How scalerX.ai Wired Cycles Into a Java Agent Runtime

scalerX.ai is a multi-tenant agent platform built on Spring Boot. Before Cycles, every user request flowed through two cost-control systems: a subscription tier with per-feature monthly request limits, and an optional credits ledger that debited a pre-priced amount per call. The team described the result as multiple checks per request — two sources of truth for what a user could afford, evaluated independently on the way to each LLM call.

After Cycles, the request-time cost-control logic for LLM calls lives in one annotation. This post walks through what the integration looks like in their codebase — what they kept, what they removed, and a few opinionated choices worth flagging for any team about to do the same thing in Java.

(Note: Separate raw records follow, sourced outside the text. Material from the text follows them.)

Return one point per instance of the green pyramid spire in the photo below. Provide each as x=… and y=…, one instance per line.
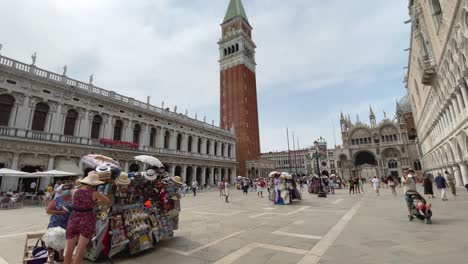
x=234, y=10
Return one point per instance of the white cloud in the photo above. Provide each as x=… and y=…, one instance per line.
x=167, y=48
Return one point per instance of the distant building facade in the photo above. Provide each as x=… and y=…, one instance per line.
x=238, y=85
x=293, y=161
x=48, y=121
x=437, y=84
x=378, y=149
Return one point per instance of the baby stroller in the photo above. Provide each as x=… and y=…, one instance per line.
x=414, y=197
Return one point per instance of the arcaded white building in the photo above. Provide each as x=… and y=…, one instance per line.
x=48, y=121
x=379, y=148
x=437, y=84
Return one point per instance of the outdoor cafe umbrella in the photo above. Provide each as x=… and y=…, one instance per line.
x=53, y=173
x=55, y=238
x=273, y=173
x=12, y=173
x=94, y=160
x=149, y=160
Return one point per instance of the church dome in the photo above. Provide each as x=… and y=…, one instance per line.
x=405, y=104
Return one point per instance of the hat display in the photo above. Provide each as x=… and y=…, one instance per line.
x=175, y=196
x=115, y=172
x=150, y=175
x=91, y=179
x=104, y=171
x=122, y=179
x=177, y=180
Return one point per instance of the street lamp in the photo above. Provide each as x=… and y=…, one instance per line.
x=321, y=192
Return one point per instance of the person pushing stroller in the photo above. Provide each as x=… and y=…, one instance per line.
x=419, y=207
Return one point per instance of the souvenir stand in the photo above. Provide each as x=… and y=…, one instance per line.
x=144, y=210
x=283, y=188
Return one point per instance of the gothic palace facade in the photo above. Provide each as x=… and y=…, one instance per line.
x=437, y=83
x=379, y=149
x=48, y=121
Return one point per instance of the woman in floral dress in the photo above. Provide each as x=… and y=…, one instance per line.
x=82, y=223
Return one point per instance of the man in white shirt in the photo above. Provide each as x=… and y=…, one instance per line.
x=376, y=185
x=58, y=189
x=32, y=186
x=409, y=184
x=194, y=187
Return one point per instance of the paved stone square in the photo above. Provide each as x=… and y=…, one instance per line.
x=339, y=229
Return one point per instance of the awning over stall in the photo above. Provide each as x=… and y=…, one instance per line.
x=68, y=166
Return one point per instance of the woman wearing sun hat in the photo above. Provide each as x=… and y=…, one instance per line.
x=82, y=223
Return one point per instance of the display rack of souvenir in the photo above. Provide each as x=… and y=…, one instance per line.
x=144, y=208
x=283, y=188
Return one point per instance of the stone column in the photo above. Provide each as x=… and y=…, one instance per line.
x=457, y=175
x=183, y=173
x=109, y=127
x=46, y=181
x=160, y=137
x=14, y=109
x=128, y=131
x=57, y=121
x=194, y=144
x=144, y=135
x=461, y=102
x=184, y=146
x=464, y=172
x=452, y=113
x=234, y=175
x=173, y=140
x=203, y=150
x=212, y=147
x=203, y=176
x=455, y=104
x=25, y=113
x=11, y=182
x=84, y=130
x=211, y=177
x=464, y=94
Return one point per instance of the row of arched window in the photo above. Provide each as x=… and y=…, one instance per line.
x=41, y=111
x=231, y=49
x=361, y=141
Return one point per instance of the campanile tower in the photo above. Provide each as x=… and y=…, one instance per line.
x=238, y=84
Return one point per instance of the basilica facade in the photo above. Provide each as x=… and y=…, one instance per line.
x=378, y=148
x=48, y=121
x=437, y=83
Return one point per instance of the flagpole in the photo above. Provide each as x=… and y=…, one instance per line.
x=294, y=150
x=289, y=153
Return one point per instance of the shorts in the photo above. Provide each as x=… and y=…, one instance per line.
x=409, y=202
x=81, y=223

This is not a polished production case study. It's a field report from a first-stab integration into a real Java/Spring agent runtime: what became simpler, what stayed explicit, and what's still ahead — tool-call gating in particular.

What scalerX replaced

The previous setup did its job, but it carried two costs that compounded over time.

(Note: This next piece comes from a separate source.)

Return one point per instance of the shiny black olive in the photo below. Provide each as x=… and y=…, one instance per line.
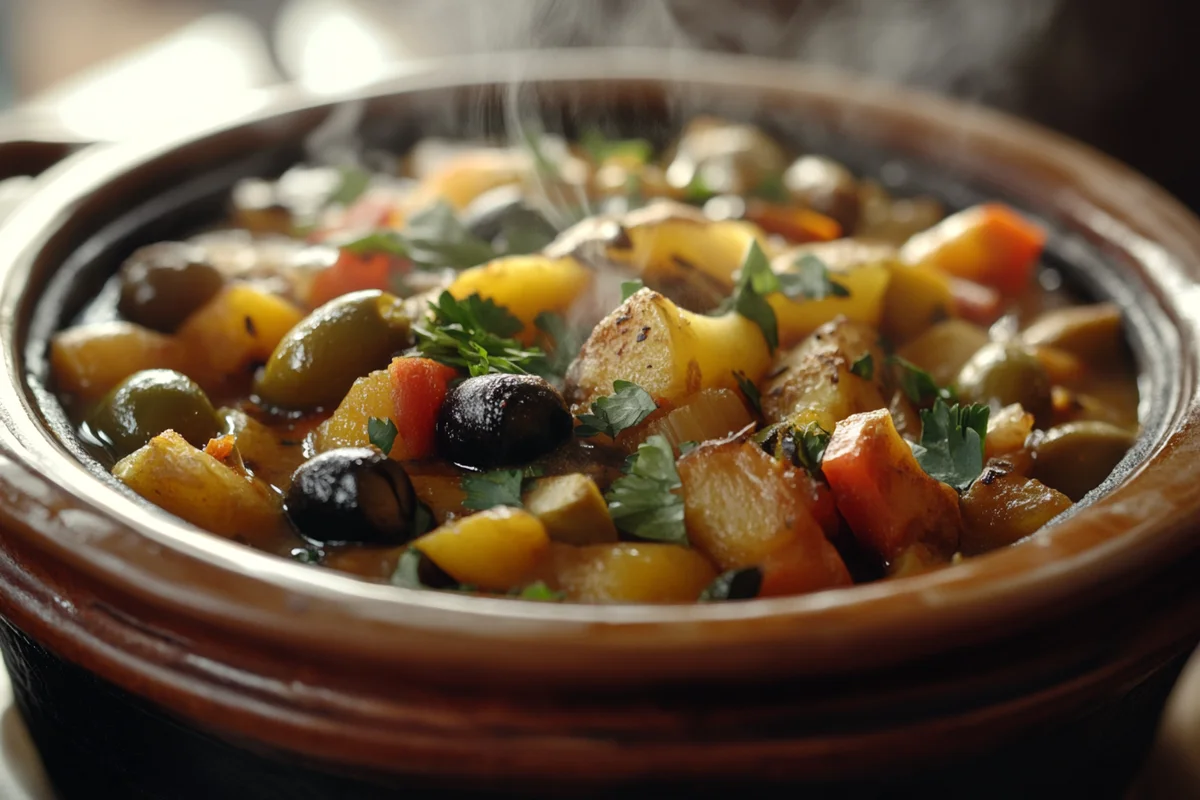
x=501, y=419
x=504, y=218
x=161, y=284
x=353, y=495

The first was implementation overhead. Every new feature had to teach itself two things: which subscription tier the caller was on, and whether they had enough credits. Both checks lived in application code. Both had to be updated when pricing or tiers changed. When the two systems disagreed — a user with credits but on a tier that excluded the feature, or vice versa — the application code had to reconcile.

The second was cognitive overhead. Cost control was spread across the service tree. There was no single place to look at and say "this is what governs spend on the platform." Engineers stepping into a request path had to know about both systems and remember which one applied where.

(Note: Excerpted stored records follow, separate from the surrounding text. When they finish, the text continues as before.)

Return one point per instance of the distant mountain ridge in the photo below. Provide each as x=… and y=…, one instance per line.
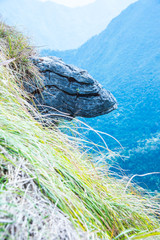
x=125, y=58
x=58, y=27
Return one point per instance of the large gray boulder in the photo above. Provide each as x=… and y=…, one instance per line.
x=68, y=91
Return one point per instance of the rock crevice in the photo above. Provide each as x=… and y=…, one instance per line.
x=69, y=91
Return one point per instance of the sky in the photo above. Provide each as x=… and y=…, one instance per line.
x=71, y=3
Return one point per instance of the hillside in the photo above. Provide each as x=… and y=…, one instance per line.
x=125, y=58
x=58, y=27
x=50, y=187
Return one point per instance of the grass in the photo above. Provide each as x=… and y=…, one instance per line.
x=86, y=193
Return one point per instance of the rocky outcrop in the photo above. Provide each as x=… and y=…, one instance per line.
x=69, y=91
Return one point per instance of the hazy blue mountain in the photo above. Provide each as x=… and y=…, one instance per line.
x=58, y=27
x=125, y=58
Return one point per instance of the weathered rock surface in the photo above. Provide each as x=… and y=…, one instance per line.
x=69, y=91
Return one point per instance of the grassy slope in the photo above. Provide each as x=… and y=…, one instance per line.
x=93, y=200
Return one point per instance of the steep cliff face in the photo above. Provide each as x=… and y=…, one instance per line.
x=69, y=91
x=125, y=58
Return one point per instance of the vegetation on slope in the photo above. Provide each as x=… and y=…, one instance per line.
x=87, y=193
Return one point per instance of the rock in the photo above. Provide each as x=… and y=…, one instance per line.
x=68, y=91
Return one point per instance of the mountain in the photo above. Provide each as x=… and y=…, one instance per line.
x=125, y=58
x=58, y=27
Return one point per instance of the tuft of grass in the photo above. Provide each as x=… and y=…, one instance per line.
x=93, y=200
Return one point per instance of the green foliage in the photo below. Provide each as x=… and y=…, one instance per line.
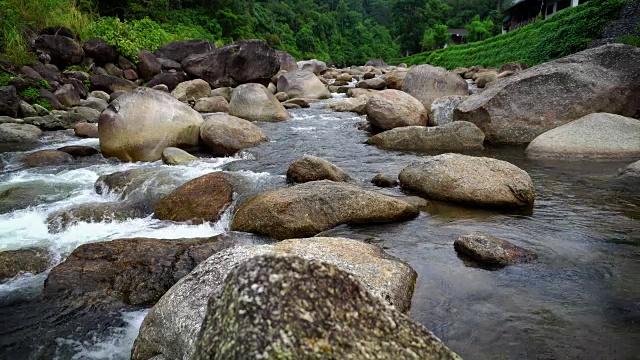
x=565, y=33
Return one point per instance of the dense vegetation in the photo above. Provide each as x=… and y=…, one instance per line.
x=344, y=31
x=565, y=33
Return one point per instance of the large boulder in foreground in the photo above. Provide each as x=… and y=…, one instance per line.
x=519, y=108
x=492, y=251
x=140, y=124
x=171, y=328
x=456, y=136
x=255, y=103
x=246, y=61
x=390, y=109
x=427, y=83
x=179, y=50
x=312, y=168
x=199, y=200
x=470, y=180
x=225, y=134
x=310, y=208
x=268, y=304
x=593, y=136
x=302, y=84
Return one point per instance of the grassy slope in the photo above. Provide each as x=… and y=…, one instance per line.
x=563, y=34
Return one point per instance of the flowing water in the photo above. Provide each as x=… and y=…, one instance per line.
x=579, y=300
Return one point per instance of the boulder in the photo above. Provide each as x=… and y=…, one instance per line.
x=63, y=51
x=254, y=102
x=287, y=62
x=598, y=135
x=356, y=105
x=170, y=80
x=302, y=84
x=127, y=271
x=470, y=180
x=268, y=297
x=441, y=111
x=246, y=61
x=314, y=66
x=492, y=251
x=310, y=208
x=79, y=150
x=148, y=65
x=94, y=103
x=68, y=96
x=212, y=104
x=18, y=134
x=101, y=52
x=109, y=84
x=427, y=83
x=172, y=326
x=9, y=101
x=139, y=125
x=312, y=168
x=14, y=262
x=225, y=135
x=603, y=79
x=390, y=109
x=456, y=136
x=383, y=180
x=86, y=130
x=373, y=84
x=46, y=158
x=202, y=199
x=192, y=90
x=180, y=50
x=175, y=156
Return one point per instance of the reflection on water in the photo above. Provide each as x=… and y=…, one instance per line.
x=580, y=299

Cycles let scalerX collapse the request-time LLM cost check into a single declarative wrapper around the one expensive thing this path does: call OpenAI.

One annotation, one hot path

The full LLM-side integration is a 22-line Spring service:

java

package ai.persona.responses.services;

import ai.persona.services.openai.OpenAIClientProvider;
import io.github.sashirestela.openai.SimpleOpenAI;
import io.github.sashirestela.openai.domain.response.Response;
import io.github.sashirestela.openai.domain.response.ResponseRequest;
import io.runcycles.client.java.spring.annotation.Cycles;
import org.springframework.stereotype.Service;

@Service
public class CyclesOpenAIService {

    private final SimpleOpenAI openAI;

    public CyclesOpenAIService(OpenAIClientProvider clientProvider) {
        this.openAI = clientProvider.getOpenAI();
    }

    @Cycles(estimate = "1", workspace = "#workspaceId", unit = "CREDITS")
    public Response runOpenAIRequestCycles(ResponseRequest request, String workspaceId) {
        return this.openAI.responses().create(request).join();
    }
}

That @Cycles annotation is doing all of the budget work. It comes from io.runcycles:cycles-client-java-spring, the Spring Boot starter for the Cycles Java client. At runtime, the starter intercepts every call to runOpenAIRequestCycles, derives a scope from the #workspaceId SpEL expression, places a reservation against that workspace's budget, and only invokes the underlying OpenAI request if the reservation is allowed. On return, it settles the reservation — committing one credit (the reserved estimate) on success, releasing the reservation on exception. That reserve-then-commit shape is the runtime authority pattern — pre-execution enforcement, not post-hoc reporting.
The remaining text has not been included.